Anggota Panitia Khusus (Pansus) IV DPRD Kaltara, Muhammad Hatta, menilai regulasi tersebut akan menjadi pijakan penting bagi pemerintah daerah dalam mengembangkan program literasi secara lebih terarah dan berkelanjutan.
Menurutnya, kehadiran payung hukum di sektor perbukuan diharapkan mampu memperkuat berbagai upaya peningkatan minat baca masyarakat di Kaltara.
“Raperda ini menjadi momentum bagi kita semua untuk semakin serius mendorong pengembangan literasi di daerah,” ujar Hatta, Jumat (13/3/2026).

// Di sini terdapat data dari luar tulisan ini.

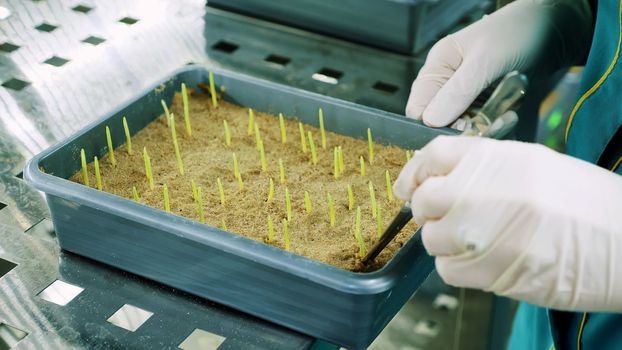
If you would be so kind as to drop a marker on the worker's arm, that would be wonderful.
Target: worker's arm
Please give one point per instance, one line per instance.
(533, 36)
(519, 220)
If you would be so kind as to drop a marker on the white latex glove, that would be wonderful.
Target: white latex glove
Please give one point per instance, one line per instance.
(532, 36)
(519, 220)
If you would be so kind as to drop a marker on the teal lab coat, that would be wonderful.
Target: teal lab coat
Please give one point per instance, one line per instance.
(594, 134)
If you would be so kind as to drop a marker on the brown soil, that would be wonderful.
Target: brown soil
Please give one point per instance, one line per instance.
(206, 158)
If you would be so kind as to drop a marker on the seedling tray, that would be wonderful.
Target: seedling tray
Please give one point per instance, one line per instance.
(343, 307)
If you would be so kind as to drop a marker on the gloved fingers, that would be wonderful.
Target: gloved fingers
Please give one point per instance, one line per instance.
(432, 200)
(442, 61)
(404, 185)
(456, 95)
(451, 270)
(439, 239)
(437, 158)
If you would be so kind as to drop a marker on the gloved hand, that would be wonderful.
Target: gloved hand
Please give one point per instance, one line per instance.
(533, 36)
(519, 220)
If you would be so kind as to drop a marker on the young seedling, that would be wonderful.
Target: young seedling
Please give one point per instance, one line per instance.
(262, 156)
(362, 161)
(167, 113)
(372, 198)
(98, 176)
(308, 207)
(322, 131)
(148, 171)
(128, 138)
(303, 140)
(288, 204)
(240, 182)
(378, 222)
(408, 155)
(251, 122)
(282, 127)
(336, 163)
(212, 89)
(184, 99)
(270, 229)
(387, 177)
(200, 205)
(331, 209)
(110, 148)
(195, 193)
(227, 133)
(236, 168)
(221, 190)
(270, 191)
(312, 146)
(357, 233)
(286, 234)
(281, 171)
(85, 173)
(258, 140)
(350, 198)
(135, 194)
(370, 144)
(180, 163)
(167, 202)
(173, 128)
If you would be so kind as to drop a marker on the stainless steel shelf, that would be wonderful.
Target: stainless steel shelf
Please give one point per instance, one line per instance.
(65, 63)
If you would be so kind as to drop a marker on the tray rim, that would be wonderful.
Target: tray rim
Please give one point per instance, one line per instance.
(374, 282)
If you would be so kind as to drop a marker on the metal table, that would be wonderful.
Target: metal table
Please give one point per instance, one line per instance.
(63, 64)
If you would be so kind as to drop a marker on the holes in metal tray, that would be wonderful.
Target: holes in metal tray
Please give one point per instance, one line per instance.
(445, 302)
(129, 20)
(6, 266)
(225, 46)
(200, 339)
(277, 60)
(15, 84)
(328, 75)
(82, 8)
(8, 47)
(56, 61)
(46, 27)
(93, 40)
(129, 317)
(60, 293)
(44, 229)
(10, 336)
(385, 87)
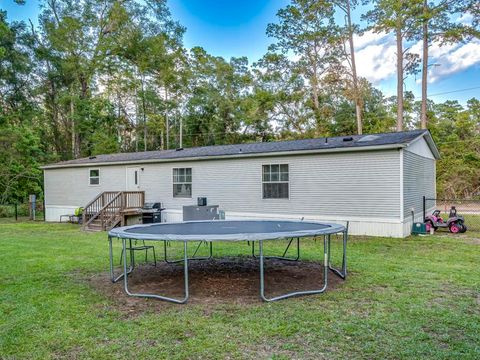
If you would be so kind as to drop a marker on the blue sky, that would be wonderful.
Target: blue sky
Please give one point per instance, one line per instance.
(237, 28)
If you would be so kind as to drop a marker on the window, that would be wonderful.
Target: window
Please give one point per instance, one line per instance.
(275, 181)
(182, 182)
(94, 178)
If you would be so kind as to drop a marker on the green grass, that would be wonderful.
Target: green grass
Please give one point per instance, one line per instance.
(404, 298)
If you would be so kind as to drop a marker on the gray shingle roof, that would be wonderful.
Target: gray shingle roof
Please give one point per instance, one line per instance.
(340, 142)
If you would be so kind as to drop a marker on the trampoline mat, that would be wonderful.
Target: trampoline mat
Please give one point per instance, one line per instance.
(226, 230)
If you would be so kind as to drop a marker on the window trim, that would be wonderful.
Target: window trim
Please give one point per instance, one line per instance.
(93, 177)
(191, 183)
(262, 182)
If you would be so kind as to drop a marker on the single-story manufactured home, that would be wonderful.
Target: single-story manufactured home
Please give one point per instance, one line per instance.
(372, 181)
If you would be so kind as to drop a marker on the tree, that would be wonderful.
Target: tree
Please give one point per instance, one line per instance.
(346, 7)
(400, 17)
(307, 30)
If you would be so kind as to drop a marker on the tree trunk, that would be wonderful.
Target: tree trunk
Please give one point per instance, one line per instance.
(358, 102)
(72, 119)
(398, 33)
(424, 67)
(167, 125)
(144, 116)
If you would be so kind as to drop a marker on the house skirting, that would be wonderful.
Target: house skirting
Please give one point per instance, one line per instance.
(357, 225)
(387, 227)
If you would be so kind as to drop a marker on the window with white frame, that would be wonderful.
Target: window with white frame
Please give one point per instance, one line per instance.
(94, 176)
(275, 181)
(182, 182)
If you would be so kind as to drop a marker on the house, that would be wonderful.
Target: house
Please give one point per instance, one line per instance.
(373, 181)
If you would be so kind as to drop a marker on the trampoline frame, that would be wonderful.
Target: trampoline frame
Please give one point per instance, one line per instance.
(127, 270)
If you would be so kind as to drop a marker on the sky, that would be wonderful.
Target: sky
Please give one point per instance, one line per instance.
(238, 28)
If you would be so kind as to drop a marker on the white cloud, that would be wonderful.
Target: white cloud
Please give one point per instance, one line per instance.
(376, 61)
(454, 59)
(376, 57)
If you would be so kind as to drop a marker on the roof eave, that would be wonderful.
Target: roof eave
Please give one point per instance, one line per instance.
(430, 142)
(220, 157)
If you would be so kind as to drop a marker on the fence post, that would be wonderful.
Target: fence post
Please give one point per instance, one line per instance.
(424, 207)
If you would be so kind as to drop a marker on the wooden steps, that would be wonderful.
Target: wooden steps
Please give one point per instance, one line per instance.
(109, 208)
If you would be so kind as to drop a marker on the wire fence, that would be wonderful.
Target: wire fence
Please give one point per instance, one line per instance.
(21, 211)
(467, 208)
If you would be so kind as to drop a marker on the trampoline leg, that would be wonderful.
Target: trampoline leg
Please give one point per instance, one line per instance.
(283, 257)
(112, 274)
(343, 272)
(210, 254)
(295, 293)
(154, 296)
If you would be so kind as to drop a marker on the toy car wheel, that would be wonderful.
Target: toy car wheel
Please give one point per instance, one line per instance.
(428, 226)
(455, 228)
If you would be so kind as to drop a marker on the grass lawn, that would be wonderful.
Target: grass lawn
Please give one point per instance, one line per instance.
(405, 298)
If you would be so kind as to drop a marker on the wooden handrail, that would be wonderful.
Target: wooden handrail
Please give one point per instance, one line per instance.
(117, 201)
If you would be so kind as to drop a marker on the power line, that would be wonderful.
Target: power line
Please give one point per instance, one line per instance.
(451, 92)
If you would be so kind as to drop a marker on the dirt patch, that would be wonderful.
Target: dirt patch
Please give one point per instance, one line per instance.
(217, 281)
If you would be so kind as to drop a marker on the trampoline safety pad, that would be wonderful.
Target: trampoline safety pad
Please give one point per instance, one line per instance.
(252, 231)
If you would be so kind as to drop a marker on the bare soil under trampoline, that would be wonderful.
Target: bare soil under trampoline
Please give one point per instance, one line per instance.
(216, 281)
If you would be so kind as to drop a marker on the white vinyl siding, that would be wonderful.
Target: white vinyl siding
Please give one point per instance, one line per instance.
(418, 181)
(94, 177)
(356, 184)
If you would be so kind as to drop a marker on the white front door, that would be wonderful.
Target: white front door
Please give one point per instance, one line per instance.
(133, 178)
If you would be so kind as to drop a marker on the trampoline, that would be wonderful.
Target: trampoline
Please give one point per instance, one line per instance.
(207, 232)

Ia juga mengajak seluruh pihak yang terlibat dalam proses pembahasan untuk menjaga komitmen bersama agar regulasi tersebut dapat segera diselesaikan.
Hatta optimistis, dengan dukungan semua pihak, pembahasan raperda ini dapat dirampungkan sesuai target.
“Insyaallah jika kita tetap menjaga komitmen bersama, saya yakin raperda ini bisa diselesaikan,” katanya.
Lebih lanjut, Hatta berharap apabila regulasi tersebut nantinya disahkan, keberadaannya dapat membuka ruang bagi berbagai inisiatif dalam pengembangan dunia perbukuan sekaligus meningkatkan minat baca masyarakat di Kalimantan Utara.
“Dengan adanya dasar hukum yang jelas, pengembangan perbukuan dan literasi di daerah tentu bisa berjalan lebih terarah,” pungkasnya.